Utah is made up of arid deserts and canyonlands, salt flats,
wetlands, semiarid shrublands, irrigated valleys, woodlands, forested
mountains, and glaciated
peaks. Ecological diversity is enormous. There are 7 level III
ecoregions and 37 level IV ecoregions in Utah and most continue into
ecologically similar parts of adjacent states. The level III and IV
ecoregion map on this poster was compiled at a scale of 1:250,000 and
depicts revisions and subdivisions of earlier level III ecoregions that
were originally compiled at a smaller scale (USEPA 2000; Omernik 1987).
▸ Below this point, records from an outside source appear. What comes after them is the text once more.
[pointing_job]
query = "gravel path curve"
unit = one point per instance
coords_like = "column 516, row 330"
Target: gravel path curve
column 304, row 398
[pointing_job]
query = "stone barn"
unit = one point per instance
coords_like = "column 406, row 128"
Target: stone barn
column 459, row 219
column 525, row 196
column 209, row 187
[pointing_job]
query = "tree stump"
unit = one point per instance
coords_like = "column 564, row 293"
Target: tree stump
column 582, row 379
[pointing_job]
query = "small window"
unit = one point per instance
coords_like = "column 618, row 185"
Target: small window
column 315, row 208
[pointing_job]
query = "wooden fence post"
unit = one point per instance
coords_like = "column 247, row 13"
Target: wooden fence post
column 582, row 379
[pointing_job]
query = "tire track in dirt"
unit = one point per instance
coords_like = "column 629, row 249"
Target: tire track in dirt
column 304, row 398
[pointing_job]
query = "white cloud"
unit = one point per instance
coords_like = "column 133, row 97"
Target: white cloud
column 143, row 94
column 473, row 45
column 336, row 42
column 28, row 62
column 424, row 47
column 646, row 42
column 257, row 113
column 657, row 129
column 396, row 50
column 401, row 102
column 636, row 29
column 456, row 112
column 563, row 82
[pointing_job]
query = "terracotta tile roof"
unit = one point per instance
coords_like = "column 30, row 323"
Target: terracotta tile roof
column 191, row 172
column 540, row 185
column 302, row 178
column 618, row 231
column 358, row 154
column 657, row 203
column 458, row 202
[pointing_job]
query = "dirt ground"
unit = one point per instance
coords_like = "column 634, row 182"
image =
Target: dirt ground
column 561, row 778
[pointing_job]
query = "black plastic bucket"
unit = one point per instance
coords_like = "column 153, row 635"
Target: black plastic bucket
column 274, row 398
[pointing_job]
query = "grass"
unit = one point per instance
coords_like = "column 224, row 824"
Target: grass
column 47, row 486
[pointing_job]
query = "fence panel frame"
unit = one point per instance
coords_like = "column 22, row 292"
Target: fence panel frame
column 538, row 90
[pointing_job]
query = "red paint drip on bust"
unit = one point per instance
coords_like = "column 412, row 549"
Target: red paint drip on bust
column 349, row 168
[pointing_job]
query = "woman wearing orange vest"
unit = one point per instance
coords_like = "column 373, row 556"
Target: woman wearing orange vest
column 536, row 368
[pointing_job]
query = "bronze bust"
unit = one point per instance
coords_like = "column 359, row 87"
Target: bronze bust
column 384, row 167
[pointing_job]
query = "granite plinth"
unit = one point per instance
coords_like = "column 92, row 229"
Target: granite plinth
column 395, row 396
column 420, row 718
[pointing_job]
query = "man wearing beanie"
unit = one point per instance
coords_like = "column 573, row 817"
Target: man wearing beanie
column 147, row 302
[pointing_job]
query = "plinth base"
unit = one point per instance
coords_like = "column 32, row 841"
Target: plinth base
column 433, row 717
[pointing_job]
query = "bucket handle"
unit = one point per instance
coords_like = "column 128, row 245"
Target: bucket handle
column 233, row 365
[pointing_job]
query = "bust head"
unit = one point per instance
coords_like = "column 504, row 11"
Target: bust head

This poster is part of a collaborative project primarily between USEPA
Region VIII, USEPA National Health and Environmental Effects Research
Laboratory (Corvallis, Oregon), Utah Department of Environmental
Quality, Utah Division of Wildlife Resources, Utah Department of Natural
Resources, United States Department of Agriculture-Forest Service
(USFS), United States Department of Agriculture-Natural Resources
Conservation Service (NRCS), United States Department of the
Interior-Bureau of Land Management (BLM), and United States Department
of the Interior-Geological Survey (USGS)-Earth Resources Observation
Systems (EROS) Data Center.
The project is associated with an interagency effort to develop a
common framework of ecological regions. Reaching that objective requires
recognition of the differences in the conceptual approaches and mapping
methodologies applied to develop the most common ecoregion-type
frameworks, including those developed by the USFS (Bailey and others,
1994), the USEPA (Omernik 1987, 1995), and the NRCS (U.S. Department of
Agriculture-Soil Conservation Service, 1981). As each of these
frameworks is further refined, their differences are becoming less
discernible. Regional collaborative projects such as this one in Utah,
where agreement has been reached among multiple resource management
agencies, is a step toward attaining consensus and consistency in
ecoregion frameworks for the entire nation.